A key Virginia state senator withdrew his support for a bill that would pave the way for the Washington Commanders to build a stadium in the state, a sign the piece of legislation could be in serious trouble.
State Senator Chap Petersen, a Fairfax Democrat, released a statement Wednesday that said he no longer supports the bill in Virginia’s legislature that would help fund the Commanders’ next stadium. The statement was an abrupt turn as Petersen was one of the main backers of the project as he originally voted for a bill in the state senate earlier this year.
Petersen’s statement also comes days after the news that the Commanders purchased an option to acquire land in Woodbridge — a site 23 miles from the U.S. Capitol in the District.
Petersen said he no longer supports the project or Virginia’s pursuit of the Commanders.
“I have two concerns,” Petersen said in a statement. “One is that the development is too far removed from an urban setting, unlike Nats Park at The Navy Yard, which will make it solely dependent on vehicle traffic for access. More importantly, I don’t have confidence in The Washington Commanders as a viable NFL franchise.”
Petersen’s withdrawal could be an indication that the stadium bill is losing support in Virginia’s legislature. The bill has already undergone significant changes as members from the House of Delegates and the Senate have worked to amend the legislation into one final bill for Gov. Ralph Northam. In the process, the state has dramatically lowered the amount that they’re willing to commit — dropping from $1 billion to $350 million.
Virginia’s General Assembly is scheduled to reconvene next week for a special session. If the special session — aimed at primarily passing a state budget — concludes without the amended bill being re-introduced for a vote, the legislation would die in the conference committee. The general assembly could always reconvene for another special session for the bill, but that would have to be before July 1. Virginia lawmakers are likely to vote on the state budget on June 1.
The Washington Post reported that State Senator Stephen D. Newman, a Bedford Republican, also cast doubt on the stadium bill after supporting it. Newman told the paper that “difficulties surrounding the owner” threaten to sink the legislation. He also indicated that the state’s price tag for the project would again be lowered to below $300 million.

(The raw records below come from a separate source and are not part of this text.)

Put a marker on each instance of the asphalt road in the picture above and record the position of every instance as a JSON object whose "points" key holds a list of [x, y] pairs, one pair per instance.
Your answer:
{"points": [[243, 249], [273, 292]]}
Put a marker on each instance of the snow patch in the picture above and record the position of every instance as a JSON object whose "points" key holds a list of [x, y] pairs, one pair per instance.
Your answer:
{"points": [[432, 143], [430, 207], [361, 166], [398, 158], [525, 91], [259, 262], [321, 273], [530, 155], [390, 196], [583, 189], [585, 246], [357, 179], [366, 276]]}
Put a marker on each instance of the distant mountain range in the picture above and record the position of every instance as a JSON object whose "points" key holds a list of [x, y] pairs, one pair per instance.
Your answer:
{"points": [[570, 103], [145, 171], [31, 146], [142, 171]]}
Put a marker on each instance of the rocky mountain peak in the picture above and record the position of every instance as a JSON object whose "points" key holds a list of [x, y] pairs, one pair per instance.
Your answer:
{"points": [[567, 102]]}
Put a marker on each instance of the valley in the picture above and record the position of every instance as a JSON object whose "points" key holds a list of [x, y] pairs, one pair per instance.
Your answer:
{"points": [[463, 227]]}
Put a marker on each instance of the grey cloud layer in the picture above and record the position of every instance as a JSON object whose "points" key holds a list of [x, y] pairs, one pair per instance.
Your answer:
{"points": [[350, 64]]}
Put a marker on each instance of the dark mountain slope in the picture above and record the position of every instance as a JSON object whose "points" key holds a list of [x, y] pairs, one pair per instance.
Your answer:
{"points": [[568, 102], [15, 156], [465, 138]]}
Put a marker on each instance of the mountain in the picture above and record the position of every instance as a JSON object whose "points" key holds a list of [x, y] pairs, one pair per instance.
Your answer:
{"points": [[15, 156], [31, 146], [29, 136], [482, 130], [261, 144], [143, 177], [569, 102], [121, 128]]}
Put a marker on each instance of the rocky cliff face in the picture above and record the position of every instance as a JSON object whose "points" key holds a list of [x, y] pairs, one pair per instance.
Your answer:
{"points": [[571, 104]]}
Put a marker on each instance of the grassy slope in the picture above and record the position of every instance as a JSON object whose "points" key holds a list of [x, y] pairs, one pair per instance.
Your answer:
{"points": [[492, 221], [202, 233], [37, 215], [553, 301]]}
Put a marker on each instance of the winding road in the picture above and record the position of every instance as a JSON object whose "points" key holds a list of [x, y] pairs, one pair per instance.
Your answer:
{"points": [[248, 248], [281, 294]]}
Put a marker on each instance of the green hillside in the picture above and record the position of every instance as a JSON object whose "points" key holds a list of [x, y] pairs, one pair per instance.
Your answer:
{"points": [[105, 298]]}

Commanders owner Dan Snyder is the subject of at least four investigations over allegations of sexual misconduct and financial improprieties. The billionaire has denied the claims, but Congress, the NFL and attorneys general from Virginia and the District have active probes.
Virginia legislators previously denied taking up an amendment for the stadium bill that called for the project to be dependent on the findings of investigations from Congress and the NFL. The House Oversight and Reform Committee began looking into the Commanders last fall after renewed backlash over the NFL’s decision to not release a written report of their workplace misconduct investigation into the Commanders. Amid the committee’s probe, the NFL launched a new investigation in February after a former Washington employee accused Snyder of making an unwanted advance.
Petersen, meanwhile, told The Washington Times in February that he was “comfortable” with the state providing funding for a portion of the project for the Commanders and providing other incentives such as allowing the team to keep a portion of tax revenue.
But Petersen’s tone publicly changed Wednesday evening. The turn was particularly stunning given that Petersen once co-founded the “Redskins Pride Caucus” in 2014. The caucus was formed to defend the team’s former moniker in light of criticism from American Indian groups.
“I grew up a Washington Redskins fan and was a season ticket holder for 22 years,” Petersen said. “That team defined our community for multiple generations. The Washington Commanders are not that team. They have no history, no tradition and no fan base. I do not consider them an appropriate economic partner for the Commonwealth of Virginia, because I don’t think they have the community support to survive.”